> The specific method that's causing me trouble right at the moment is "computeC...

> The specific method that's causing me trouble right at the moment is "computeCommandEncoder"

Yeah, it looks like there's no way to avoid autorelease here.

> It looks like objc_retainAutoreleasedReturnValue might be exactly what I'm looking for, even if it isn't 100% guaranteed; if I'm understanding, it would be safe, and wouldn't actually leak as long as you had an autorelease pool somewhere in the chain.

Indeed it would be safe and wouldn't leak, but the optimization is very much not guaranteed. It's based on the autorelease implementation manually reading the instruction at its return address to see if it's about to call objc_retainAutoreleaseReturnValue. See the description here:

https://github.com/apple-opensource/objc4/blob/a367941bce42b...

In fact – I did not know this before just now – on every arch other than x86-64 it requires a magic assembly sequence to be placed between the call to an autoreleasing method and the call to objc_retainAutoreleaseReturnValue.

It looks like swiftc implements this by just emitting LLVM inline asm blocks:

    %6 = call %1* bitcast (void ()* @objc_msgSend to %1* (i8*, i8*, %0*)*)(i8* %5, i8* %3, %0* %4) #4
    call void asm sideeffect "mov\09fp, fp\09\09// marker for objc_retainAutoreleaseReturnValue", ""()
    %7 = bitcast %1* %6 to i8*
    %8 = call i8* @llvm.objc.retainAutoreleasedReturnValue(i8* %7)

This is optimistically assuming that LLVM won't emit any instructions between the call instruction and the magic asm, which is not guaranteed, especially if compiler optimizations are off. But if it does emit extra instructions, then you just don't get the autorelease optimization: the object is added to the autorelease pool, and objc_retainAutoreleaseReturnValue simply calls objc_retain.

(…Though, on second look, it seems that swiftc and clang sometimes use a different, more robust approach to emitting the same magic instruction… but only sometimes.)

Regardless, enough stars have to align for the optimization to work that you shouldn't rely on it to avoid a (temporary) memory leak; you should only treat it as an optional micro-optimization.

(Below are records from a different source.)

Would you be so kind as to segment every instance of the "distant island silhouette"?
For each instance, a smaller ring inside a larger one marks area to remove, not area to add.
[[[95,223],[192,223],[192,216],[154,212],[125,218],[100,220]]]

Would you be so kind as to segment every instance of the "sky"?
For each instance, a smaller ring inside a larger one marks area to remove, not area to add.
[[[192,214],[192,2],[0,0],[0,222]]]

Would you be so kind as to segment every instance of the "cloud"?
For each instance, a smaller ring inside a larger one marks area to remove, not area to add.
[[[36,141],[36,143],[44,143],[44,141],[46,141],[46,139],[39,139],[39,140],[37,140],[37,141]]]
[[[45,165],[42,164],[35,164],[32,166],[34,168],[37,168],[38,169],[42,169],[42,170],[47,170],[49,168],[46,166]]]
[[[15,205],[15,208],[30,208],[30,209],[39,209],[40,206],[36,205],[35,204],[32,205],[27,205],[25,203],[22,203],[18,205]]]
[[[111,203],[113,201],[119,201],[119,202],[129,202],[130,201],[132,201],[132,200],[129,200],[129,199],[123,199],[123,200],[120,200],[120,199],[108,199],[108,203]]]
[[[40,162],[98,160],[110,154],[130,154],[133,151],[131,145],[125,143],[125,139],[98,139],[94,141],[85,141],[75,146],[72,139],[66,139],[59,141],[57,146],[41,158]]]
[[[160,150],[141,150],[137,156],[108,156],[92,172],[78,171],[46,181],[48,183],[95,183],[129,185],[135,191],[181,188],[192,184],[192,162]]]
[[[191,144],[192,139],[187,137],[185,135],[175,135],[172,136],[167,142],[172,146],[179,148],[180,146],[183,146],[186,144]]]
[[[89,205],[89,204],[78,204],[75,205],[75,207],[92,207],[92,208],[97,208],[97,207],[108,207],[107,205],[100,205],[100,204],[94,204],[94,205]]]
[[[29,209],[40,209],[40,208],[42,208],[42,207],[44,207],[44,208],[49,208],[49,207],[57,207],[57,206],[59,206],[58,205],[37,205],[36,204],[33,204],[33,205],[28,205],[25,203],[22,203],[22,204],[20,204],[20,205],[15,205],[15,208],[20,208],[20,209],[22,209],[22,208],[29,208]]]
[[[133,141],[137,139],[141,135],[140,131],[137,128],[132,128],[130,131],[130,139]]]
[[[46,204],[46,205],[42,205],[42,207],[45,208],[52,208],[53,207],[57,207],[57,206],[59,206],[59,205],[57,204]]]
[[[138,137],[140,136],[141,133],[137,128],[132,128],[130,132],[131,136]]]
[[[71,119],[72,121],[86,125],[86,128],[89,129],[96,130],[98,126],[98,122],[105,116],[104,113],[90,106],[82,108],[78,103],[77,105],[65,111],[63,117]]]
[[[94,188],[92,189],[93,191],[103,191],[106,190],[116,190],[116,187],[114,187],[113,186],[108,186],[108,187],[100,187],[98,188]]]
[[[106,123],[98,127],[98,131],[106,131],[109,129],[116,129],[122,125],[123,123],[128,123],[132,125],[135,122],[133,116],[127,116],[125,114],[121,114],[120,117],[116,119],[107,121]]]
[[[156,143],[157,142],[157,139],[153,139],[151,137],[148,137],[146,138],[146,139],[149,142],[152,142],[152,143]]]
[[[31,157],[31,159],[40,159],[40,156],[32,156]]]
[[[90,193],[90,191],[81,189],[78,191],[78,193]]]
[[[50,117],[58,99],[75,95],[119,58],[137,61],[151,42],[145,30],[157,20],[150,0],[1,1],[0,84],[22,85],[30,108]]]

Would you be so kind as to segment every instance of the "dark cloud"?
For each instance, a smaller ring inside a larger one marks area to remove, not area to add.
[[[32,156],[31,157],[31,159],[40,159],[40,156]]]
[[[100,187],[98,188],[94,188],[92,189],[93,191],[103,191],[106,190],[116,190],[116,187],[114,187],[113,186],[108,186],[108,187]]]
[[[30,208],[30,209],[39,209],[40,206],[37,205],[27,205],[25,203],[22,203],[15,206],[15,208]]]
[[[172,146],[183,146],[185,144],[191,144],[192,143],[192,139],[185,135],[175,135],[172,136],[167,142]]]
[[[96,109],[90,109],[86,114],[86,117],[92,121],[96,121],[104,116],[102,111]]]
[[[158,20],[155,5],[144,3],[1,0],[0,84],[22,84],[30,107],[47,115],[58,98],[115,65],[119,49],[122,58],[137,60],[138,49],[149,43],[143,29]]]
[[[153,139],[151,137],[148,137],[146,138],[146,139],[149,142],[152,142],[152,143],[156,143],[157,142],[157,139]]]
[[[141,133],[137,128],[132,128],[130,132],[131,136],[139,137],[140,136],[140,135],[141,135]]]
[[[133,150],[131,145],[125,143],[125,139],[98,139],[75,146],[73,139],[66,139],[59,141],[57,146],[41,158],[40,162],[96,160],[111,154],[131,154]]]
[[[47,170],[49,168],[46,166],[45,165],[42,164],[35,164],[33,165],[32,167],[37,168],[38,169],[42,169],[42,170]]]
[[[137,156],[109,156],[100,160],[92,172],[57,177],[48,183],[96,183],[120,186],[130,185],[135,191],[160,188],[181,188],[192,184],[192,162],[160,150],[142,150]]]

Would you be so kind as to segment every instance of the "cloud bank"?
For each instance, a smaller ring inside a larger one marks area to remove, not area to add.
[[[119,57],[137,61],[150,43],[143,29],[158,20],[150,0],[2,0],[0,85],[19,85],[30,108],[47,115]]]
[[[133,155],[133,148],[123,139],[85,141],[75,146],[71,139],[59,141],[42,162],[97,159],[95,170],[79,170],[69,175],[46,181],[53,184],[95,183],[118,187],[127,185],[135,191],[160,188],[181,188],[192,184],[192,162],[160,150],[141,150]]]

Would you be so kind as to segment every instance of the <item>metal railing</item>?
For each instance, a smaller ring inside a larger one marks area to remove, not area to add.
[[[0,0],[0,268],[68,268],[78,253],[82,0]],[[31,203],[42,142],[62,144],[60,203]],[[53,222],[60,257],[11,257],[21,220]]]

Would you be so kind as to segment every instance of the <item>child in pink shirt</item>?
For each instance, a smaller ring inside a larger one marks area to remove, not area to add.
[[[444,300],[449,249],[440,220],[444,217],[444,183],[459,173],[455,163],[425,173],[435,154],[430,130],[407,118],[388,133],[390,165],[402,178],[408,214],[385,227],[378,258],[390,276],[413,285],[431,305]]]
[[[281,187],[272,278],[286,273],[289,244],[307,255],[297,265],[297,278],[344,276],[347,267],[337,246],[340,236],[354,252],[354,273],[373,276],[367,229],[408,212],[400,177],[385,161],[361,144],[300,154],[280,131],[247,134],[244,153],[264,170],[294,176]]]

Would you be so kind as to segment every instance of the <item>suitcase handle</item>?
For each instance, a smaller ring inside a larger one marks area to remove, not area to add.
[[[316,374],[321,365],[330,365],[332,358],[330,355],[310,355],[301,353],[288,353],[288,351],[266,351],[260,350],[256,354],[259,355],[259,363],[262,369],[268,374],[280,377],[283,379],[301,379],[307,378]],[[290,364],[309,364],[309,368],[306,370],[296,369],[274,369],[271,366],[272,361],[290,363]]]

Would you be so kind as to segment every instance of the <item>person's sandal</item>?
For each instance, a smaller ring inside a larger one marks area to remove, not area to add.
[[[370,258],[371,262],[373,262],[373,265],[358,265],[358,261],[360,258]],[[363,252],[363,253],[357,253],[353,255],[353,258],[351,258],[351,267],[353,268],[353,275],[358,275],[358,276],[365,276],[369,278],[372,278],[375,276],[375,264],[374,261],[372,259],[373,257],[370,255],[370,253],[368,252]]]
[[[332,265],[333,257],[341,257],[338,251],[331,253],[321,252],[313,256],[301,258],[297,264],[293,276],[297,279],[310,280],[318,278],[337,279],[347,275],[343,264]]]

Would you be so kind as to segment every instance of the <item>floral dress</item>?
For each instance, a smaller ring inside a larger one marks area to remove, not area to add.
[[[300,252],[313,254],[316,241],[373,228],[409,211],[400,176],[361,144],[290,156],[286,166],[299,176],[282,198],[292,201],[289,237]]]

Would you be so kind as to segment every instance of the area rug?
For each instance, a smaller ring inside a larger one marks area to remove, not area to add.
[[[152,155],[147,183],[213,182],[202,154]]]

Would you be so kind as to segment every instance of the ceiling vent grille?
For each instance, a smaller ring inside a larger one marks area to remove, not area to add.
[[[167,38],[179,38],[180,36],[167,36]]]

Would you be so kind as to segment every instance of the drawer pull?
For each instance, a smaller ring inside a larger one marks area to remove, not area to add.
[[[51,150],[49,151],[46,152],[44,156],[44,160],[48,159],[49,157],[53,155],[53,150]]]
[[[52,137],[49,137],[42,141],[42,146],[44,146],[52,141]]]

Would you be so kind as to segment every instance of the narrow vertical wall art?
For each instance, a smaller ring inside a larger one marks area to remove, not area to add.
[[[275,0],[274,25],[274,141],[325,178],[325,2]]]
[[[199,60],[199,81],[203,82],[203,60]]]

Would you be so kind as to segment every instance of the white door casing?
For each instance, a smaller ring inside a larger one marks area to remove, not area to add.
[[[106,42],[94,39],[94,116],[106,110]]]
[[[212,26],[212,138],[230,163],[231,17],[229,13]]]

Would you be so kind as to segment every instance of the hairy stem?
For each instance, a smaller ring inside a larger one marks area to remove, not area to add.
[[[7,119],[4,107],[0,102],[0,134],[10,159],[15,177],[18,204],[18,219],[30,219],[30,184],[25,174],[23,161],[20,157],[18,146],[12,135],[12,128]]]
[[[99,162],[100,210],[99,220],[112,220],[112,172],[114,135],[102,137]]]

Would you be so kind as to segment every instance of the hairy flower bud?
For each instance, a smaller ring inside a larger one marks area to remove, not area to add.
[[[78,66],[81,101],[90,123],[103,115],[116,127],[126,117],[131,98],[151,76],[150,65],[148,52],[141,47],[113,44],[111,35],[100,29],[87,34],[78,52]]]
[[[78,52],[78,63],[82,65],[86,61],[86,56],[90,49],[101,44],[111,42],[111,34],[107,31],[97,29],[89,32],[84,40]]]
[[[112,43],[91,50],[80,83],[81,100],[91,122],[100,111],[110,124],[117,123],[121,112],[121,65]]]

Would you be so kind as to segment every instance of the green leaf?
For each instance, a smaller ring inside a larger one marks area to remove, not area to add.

That said, the C++ buildings could have implemented the same scheme using inline assembly. And so could the Rust crate (edit: well, I guess inline asm is not stable in Rust yet). It's not the like magic instructions are ABI unstable or anything, given that clang and swiftc happily stick them in when compiling any old Objective-C or Swift code. But I'm guessing the authors of the C++ bindings either didn't want to bother with inline assembly, or considered it an unnecessary micro-optimization. Or perhaps didn't even know about it. /shrug/